The point about reliable funding is well taken. In the vast majority of cases it has to come from taxation.
The other option for funding is for the government to take a stake in all the companies that it is providing this seed investment for. Like a VC portfolio, some of those companies will do quite well and cover the cost of the non-starters. Those profits can then be directed into UBI.
This model is more geared toward tech investing than small business investing, but I do think we should be using it in that context. Like, if the government gives BAE Systems $35 million toward expanding chip fab capacity, the government should be getting $35 million in BAE stock in exchange. The dividends on that stock can be used to help cover UBI.
I've thought about something like that, it's intuitively compelling to me, but why not just tax dividends and buybacks? The government gets the benefit of the winners but doesn't get saddled with owning unproductive losers. I suppose it would make industrial policy easier, but that's an entirely different problem.
35: That's kind of hilarious - until you actually think about them as real people.
An excellent novel about UBI is January 15th by Rachael Swirsky. It imagines a near future US where UBI was passed, but that largely exhausted the capacity for political change. There are several parallel and slightly interwoven POV stories about how it winds up taken for granted, railed against, exploited, etc., but also the base changes that the characters don't even notice any longer.
41: the dentist, successful, solid and then tries to get rich through financial acumen.
He was amorphous, as far as dentists go.
Dentists are my prototypical example of the kind of retirees who should be building a mess of fourplexes.
If he built two fourplexes and leased each to a family of five, he could house 1% of the town.
That reminds me, in the 1970 census, my town had a population of about 3,800. You drive in and see the official population sign followed by "Welcome to here, Home of 4,000 friendly people." But, the 1980 census had us at 4,050 so the official population sign was updated. Then, it was ten years of jokes about which 50 people were assholes. Then, the population dropped again by 2000.
Aztec, NM has a sign like that that says "Home of 4,000 friendly people and 6 old soreheads."
(I forget the actual numbers but that's the format.)
To be clear, there was no sign saying "assholes." It was left to be inferred.
Yes, yours is funnier because of the inference.
That's the current population and the sign looks fairly new. They must put up a new one every so often. Some version of it has been there for decades.
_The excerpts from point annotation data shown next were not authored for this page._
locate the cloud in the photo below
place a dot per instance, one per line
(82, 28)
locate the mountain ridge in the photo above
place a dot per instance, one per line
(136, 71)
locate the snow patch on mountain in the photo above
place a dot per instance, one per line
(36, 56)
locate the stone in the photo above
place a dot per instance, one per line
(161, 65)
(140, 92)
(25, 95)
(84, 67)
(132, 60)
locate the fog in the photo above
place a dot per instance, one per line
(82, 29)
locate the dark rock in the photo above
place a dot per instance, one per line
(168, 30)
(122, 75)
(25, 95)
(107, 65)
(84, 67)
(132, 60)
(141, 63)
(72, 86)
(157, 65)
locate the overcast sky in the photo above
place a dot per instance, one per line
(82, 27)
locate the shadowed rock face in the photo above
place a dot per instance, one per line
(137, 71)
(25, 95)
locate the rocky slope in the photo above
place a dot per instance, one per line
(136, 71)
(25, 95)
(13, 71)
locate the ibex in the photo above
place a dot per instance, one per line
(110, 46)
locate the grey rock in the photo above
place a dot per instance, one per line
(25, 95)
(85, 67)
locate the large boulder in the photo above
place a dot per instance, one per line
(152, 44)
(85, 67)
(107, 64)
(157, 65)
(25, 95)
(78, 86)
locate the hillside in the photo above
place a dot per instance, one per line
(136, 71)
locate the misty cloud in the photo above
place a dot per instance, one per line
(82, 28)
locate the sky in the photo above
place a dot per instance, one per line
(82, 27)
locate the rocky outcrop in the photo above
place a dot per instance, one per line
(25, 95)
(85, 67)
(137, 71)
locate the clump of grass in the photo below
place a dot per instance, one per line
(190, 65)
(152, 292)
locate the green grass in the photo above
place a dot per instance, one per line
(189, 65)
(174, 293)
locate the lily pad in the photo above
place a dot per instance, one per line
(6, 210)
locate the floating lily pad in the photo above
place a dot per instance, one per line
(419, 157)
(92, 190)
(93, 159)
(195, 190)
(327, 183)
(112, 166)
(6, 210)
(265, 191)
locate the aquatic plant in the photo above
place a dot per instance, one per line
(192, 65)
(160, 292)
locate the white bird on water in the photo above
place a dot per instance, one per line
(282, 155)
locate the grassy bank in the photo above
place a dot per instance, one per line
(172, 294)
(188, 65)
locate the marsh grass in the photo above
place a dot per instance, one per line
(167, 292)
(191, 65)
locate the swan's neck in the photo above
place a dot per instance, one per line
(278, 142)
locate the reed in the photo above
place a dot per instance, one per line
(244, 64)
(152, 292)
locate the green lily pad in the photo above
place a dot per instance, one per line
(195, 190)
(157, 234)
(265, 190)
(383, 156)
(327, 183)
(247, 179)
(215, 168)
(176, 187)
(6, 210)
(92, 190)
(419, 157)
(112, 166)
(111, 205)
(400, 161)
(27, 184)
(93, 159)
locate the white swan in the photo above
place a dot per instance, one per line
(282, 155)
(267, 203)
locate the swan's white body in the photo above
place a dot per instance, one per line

I know I've shared my theory on Dollar Generals before, but I'll say it again because I'm tiresome like that: a new Dollar General is the most depressing thing possible, because it means someone crunched the numbers and is excited to capitalize on a region that is expected to stay poor for a long, long time.
55:: did I respond by telling about the neighborhood I drive through where the Dollar General is boarded up? I meant to.
That either means great things or terrible things are looming.
I would actually like to learn more about the political fallout from Alaska's scheme-- who has written reasonably well about that?
55: I thought this story (now apparently paywalled) touched on that, but don't remember it all that well now.
Idk, 100-yen stores are omnipresent in Japan even as people are pretty well off materially. Maybe people just like cheap stuff.